The participants discussed the presentations on education and outreach efforts and considered lessons learned and next steps. They were first reminded of the basic components of evaluation research for any education or outreach effort. Formative evaluation research is conducted in advance of education and includes testing of pre-existing knowledge, defining concepts that comprise the communication messages, developing the communication messages, testing messages with the target audience for clarity and motivation, and disseminating messages as recommended by the target audience. Process evaluation research consists of tracking activities, assessing success, evaluating the reach to the audience, tracking response to the message, and improving the program on the basis of findings. Outcome evaluation research, the final piece, consists of demonstrating results of the program, providing evidence of need, improving and revising the program on the basis of results, and encouraging participation to create public demand.

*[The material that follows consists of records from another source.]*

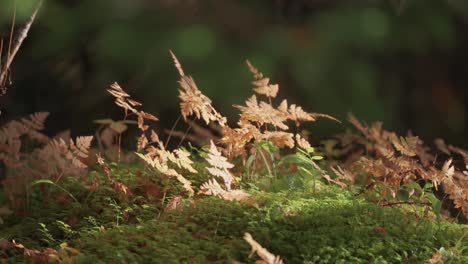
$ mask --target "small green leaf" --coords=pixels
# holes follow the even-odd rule
[[[323,160],[322,156],[312,156],[312,160]]]
[[[409,195],[409,192],[408,192],[407,190],[405,190],[405,189],[399,189],[399,190],[397,191],[397,198],[398,198],[398,200],[400,200],[400,201],[404,201],[404,202],[408,201],[408,200],[409,200],[409,196],[410,196],[410,195]]]

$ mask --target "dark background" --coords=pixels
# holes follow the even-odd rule
[[[16,27],[37,2],[16,1]],[[8,39],[14,0],[0,0]],[[177,119],[168,50],[234,124],[251,95],[249,59],[280,98],[344,120],[354,113],[468,147],[468,1],[45,0],[0,98],[0,122],[50,111],[48,133],[93,134],[122,112],[105,89],[119,82],[160,131]],[[348,124],[319,121],[311,140]],[[183,129],[182,126],[179,129]]]

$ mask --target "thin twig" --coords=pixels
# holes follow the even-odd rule
[[[13,47],[10,50],[10,47],[8,48],[8,54],[5,63],[3,64],[3,67],[0,69],[0,88],[1,88],[1,95],[4,95],[6,93],[6,88],[3,85],[6,80],[7,73],[10,69],[11,63],[13,62],[13,59],[16,56],[16,53],[18,52],[19,48],[23,44],[23,41],[26,39],[28,36],[29,29],[31,28],[32,23],[36,19],[36,15],[39,12],[39,9],[42,6],[43,0],[39,0],[36,9],[34,10],[34,13],[31,15],[29,18],[28,22],[24,25],[24,27],[18,32],[16,36],[16,41],[13,45]],[[13,26],[12,26],[13,28]],[[11,32],[13,34],[13,32]],[[11,39],[10,39],[11,42]]]

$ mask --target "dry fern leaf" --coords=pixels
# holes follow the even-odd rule
[[[175,177],[182,183],[184,189],[193,195],[192,183],[168,165],[168,161],[171,161],[180,169],[186,169],[192,173],[196,173],[197,171],[191,166],[193,162],[189,159],[188,153],[182,150],[175,150],[174,154],[162,149],[162,146],[160,147],[161,148],[152,147],[146,155],[138,152],[135,152],[135,154],[158,172],[170,177]]]
[[[252,95],[245,101],[246,106],[234,105],[241,111],[240,120],[242,122],[256,122],[260,126],[271,124],[279,129],[287,130],[289,127],[285,124],[288,115],[273,108],[270,104],[257,101],[257,97]]]
[[[252,82],[252,84],[255,86],[253,90],[257,94],[265,95],[268,98],[275,98],[279,90],[278,84],[268,84],[270,82],[270,79],[264,78],[263,74],[257,68],[255,68],[248,60],[247,66],[249,67],[250,72],[253,73],[255,78],[255,81]]]
[[[223,137],[220,140],[221,144],[227,145],[227,155],[229,157],[242,156],[246,157],[247,152],[245,146],[254,138],[261,138],[261,132],[252,124],[240,124],[239,128],[223,127]]]
[[[294,148],[294,135],[291,133],[283,131],[265,131],[263,135],[266,140],[271,141],[279,148]]]
[[[266,248],[262,247],[257,241],[255,241],[251,234],[245,233],[244,240],[250,244],[252,247],[252,251],[249,254],[249,258],[253,256],[253,254],[257,253],[257,255],[262,258],[267,264],[283,264],[283,260],[281,260],[280,256],[275,256],[271,254]]]
[[[296,134],[294,136],[294,139],[296,140],[296,146],[298,146],[299,148],[307,151],[308,149],[310,149],[312,146],[310,145],[309,141],[307,141],[305,138],[303,138],[301,135],[299,134]]]
[[[181,77],[179,81],[181,88],[179,89],[179,98],[181,100],[180,112],[184,120],[187,120],[187,117],[191,115],[195,115],[197,119],[203,119],[207,125],[211,121],[216,121],[220,126],[225,126],[226,118],[211,105],[210,98],[198,89],[193,78],[184,74],[179,60],[172,51],[170,53]]]
[[[221,177],[224,180],[226,189],[228,191],[231,190],[231,183],[234,177],[229,172],[229,169],[232,169],[234,165],[229,163],[227,158],[218,151],[213,141],[210,141],[210,150],[206,161],[211,165],[211,167],[206,168],[208,172],[213,176]]]
[[[70,150],[79,158],[87,158],[91,141],[93,141],[93,136],[77,137],[76,144],[70,139]]]
[[[144,111],[137,110],[135,107],[141,106],[142,104],[131,99],[130,95],[125,92],[122,87],[116,82],[111,84],[110,88],[107,91],[115,97],[115,104],[125,110],[125,115],[130,111],[137,115],[138,117],[138,128],[142,131],[146,131],[148,126],[144,124],[144,120],[158,121],[159,119],[152,114],[146,113]]]
[[[252,202],[250,194],[244,192],[243,190],[225,191],[215,179],[211,179],[203,183],[200,186],[200,191],[198,194],[214,195],[227,201],[239,201],[247,204],[251,204]]]
[[[390,140],[395,149],[397,149],[401,154],[409,157],[414,157],[417,155],[416,149],[420,142],[418,137],[398,138],[395,134],[392,134]]]

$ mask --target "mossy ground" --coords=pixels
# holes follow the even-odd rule
[[[285,263],[424,263],[441,247],[446,263],[468,263],[465,226],[422,217],[417,208],[382,208],[319,184],[315,192],[252,189],[253,205],[184,198],[162,213],[161,199],[137,192],[138,170],[121,170],[135,190],[128,198],[106,186],[86,191],[72,178],[62,186],[79,202],[33,196],[27,217],[5,219],[0,239],[35,249],[67,242],[81,252],[76,263],[252,263],[245,232]],[[166,202],[176,194],[167,191]],[[30,261],[15,250],[0,251],[1,259]]]

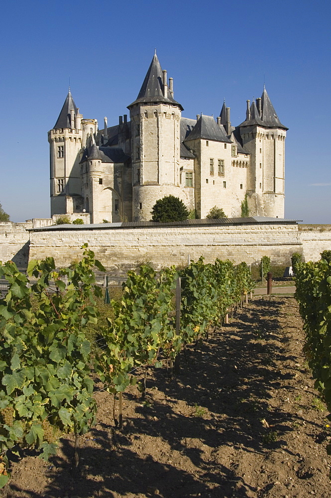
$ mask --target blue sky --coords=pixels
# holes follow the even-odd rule
[[[233,125],[263,82],[286,142],[285,216],[331,223],[328,1],[21,0],[0,21],[0,203],[13,221],[50,216],[47,131],[70,78],[84,118],[100,127],[127,113],[154,54],[174,78],[182,115]]]

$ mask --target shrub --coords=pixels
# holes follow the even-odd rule
[[[261,258],[261,261],[260,261],[260,276],[262,278],[262,266],[263,267],[263,276],[265,278],[267,276],[267,273],[270,271],[271,263],[270,263],[270,258],[269,256],[262,256]]]
[[[167,223],[171,221],[183,221],[189,216],[187,208],[179,197],[173,195],[166,196],[159,199],[153,206],[153,221]]]
[[[71,221],[69,216],[60,216],[55,222],[55,225],[70,225]]]
[[[227,218],[221,208],[214,206],[206,217],[208,220],[218,220],[221,218]]]
[[[245,198],[241,202],[241,218],[248,218],[249,216],[249,208],[248,203],[247,200],[247,194],[245,196]]]
[[[328,263],[331,263],[331,250],[326,249],[321,253],[321,259],[325,259]]]
[[[292,264],[292,267],[293,269],[293,271],[295,273],[297,272],[297,266],[299,263],[301,262],[301,258],[302,257],[302,254],[300,254],[300,252],[293,252],[291,258],[291,264]]]

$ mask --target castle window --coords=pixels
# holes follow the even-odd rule
[[[57,181],[58,193],[63,192],[64,190],[64,178],[58,178]]]
[[[224,176],[224,159],[219,159],[219,176]]]
[[[185,173],[185,187],[193,186],[193,173],[187,172]]]

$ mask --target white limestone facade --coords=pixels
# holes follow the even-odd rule
[[[217,121],[202,114],[186,118],[155,54],[127,108],[129,121],[124,115],[110,127],[105,118],[99,130],[69,91],[48,133],[51,216],[149,221],[156,202],[172,195],[198,218],[215,206],[240,217],[246,199],[250,216],[284,218],[287,128],[265,89],[256,103],[247,101],[246,119],[236,126],[225,102]]]

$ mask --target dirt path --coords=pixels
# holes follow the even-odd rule
[[[190,352],[177,379],[156,371],[144,403],[131,388],[121,433],[109,395],[97,392],[99,423],[82,438],[78,472],[65,438],[51,462],[30,456],[14,464],[2,496],[331,497],[331,433],[302,346],[295,300],[256,299]]]

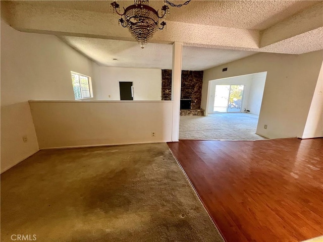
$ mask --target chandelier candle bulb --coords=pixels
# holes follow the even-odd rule
[[[115,1],[111,4],[111,6],[113,9],[114,14],[115,12],[122,16],[119,19],[119,24],[121,24],[122,27],[127,28],[132,37],[143,48],[158,29],[163,30],[164,27],[165,30],[167,29],[165,19],[170,14],[168,5],[180,7],[187,5],[190,1],[188,0],[183,4],[176,5],[166,0],[162,7],[161,16],[159,16],[158,11],[149,6],[148,0],[134,0],[134,5],[126,9],[123,8],[123,14],[120,13],[120,6]],[[159,22],[160,19],[163,19],[162,22]]]

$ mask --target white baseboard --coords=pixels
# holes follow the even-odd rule
[[[15,166],[16,165],[18,164],[19,163],[20,163],[21,162],[23,161],[24,160],[25,160],[26,159],[29,158],[30,156],[31,156],[33,155],[34,155],[35,154],[36,154],[37,152],[38,152],[40,150],[38,149],[36,151],[33,152],[32,154],[31,154],[30,155],[28,155],[27,156],[26,156],[26,157],[25,157],[25,158],[23,158],[22,159],[21,159],[20,160],[19,160],[18,161],[17,161],[17,162],[14,163],[14,164],[13,164],[12,165],[10,165],[10,166],[8,166],[8,167],[6,167],[5,168],[4,170],[2,170],[1,171],[1,174],[2,174],[3,173],[4,173],[5,171],[6,171],[7,170],[8,170],[9,169],[10,169],[11,168],[13,167],[14,166]]]
[[[131,143],[118,143],[115,144],[102,144],[97,145],[74,145],[71,146],[58,146],[55,147],[40,148],[40,150],[55,150],[59,149],[71,149],[73,148],[86,148],[86,147],[97,147],[101,146],[112,146],[114,145],[137,145],[140,144],[153,144],[156,143],[166,143],[171,142],[170,141],[146,141],[143,142],[131,142]]]

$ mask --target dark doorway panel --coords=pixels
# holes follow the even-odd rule
[[[119,82],[120,100],[133,100],[132,82]]]

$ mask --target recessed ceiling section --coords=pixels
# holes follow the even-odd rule
[[[185,1],[173,2],[179,4]],[[1,4],[2,16],[7,16],[9,24],[21,31],[133,41],[127,30],[118,26],[119,16],[112,14],[111,3],[23,1]],[[119,3],[122,9],[133,1]],[[163,5],[160,1],[150,3],[155,9]],[[170,9],[166,19],[167,31],[157,31],[150,43],[176,41],[193,47],[282,53],[302,53],[321,48],[312,40],[323,38],[317,31],[323,27],[321,1],[193,0],[181,8]],[[310,43],[309,47],[298,44],[301,37],[305,45]],[[152,63],[151,67],[155,66]]]
[[[61,38],[100,66],[172,69],[171,45],[149,43],[142,49],[136,42],[73,36]]]
[[[72,36],[61,38],[100,66],[160,69],[172,68],[173,46],[171,44],[149,43],[142,49],[135,42]],[[182,69],[204,70],[256,53],[184,46]]]

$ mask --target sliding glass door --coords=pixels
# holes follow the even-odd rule
[[[243,85],[217,85],[214,112],[239,112],[241,111]]]

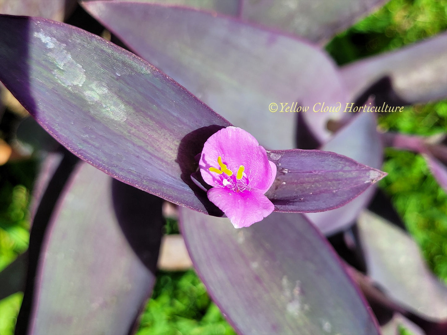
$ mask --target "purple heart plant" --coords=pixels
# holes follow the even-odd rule
[[[447,96],[446,35],[342,67],[321,47],[383,2],[82,2],[71,17],[91,16],[68,22],[115,43],[0,8],[0,80],[64,148],[34,188],[16,333],[134,332],[166,201],[238,333],[445,329],[445,286],[366,208],[384,145],[423,153],[447,188],[445,146],[376,115]]]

The ensuing discussion centered on education and outreach audiences, messages, and gaps and yielded these main points:
Audiences--Target audiences include the general public, informed public, physicians, school nurses, daycare providers, and policymakers. These can be divided into primary and secondary audiences.
Messages--Different audiences require different messages (e.g., broad education for the general public, more targeted messages for others).
Essential messages for providers are that: (1) newborns with SCID are high priority and need immediate referral to tertiary centers, and (2) other disorders are not as urgent but require immunologic work-up for early detection.
Experiences from implementation of HIV education efforts document the difficulty in changing practices and behaviors. Didactic messages have some effect, but behavior change requires an interactive component and enabling materials (e.g., 10 warning signs, work-up algorithm)
Audience testing of educational messages is essential to assess reading level and understanding of concepts.
Gaps--Primary immunodeficiency is a chronic illness. Networks are needed to provide ongoing educational support in communities.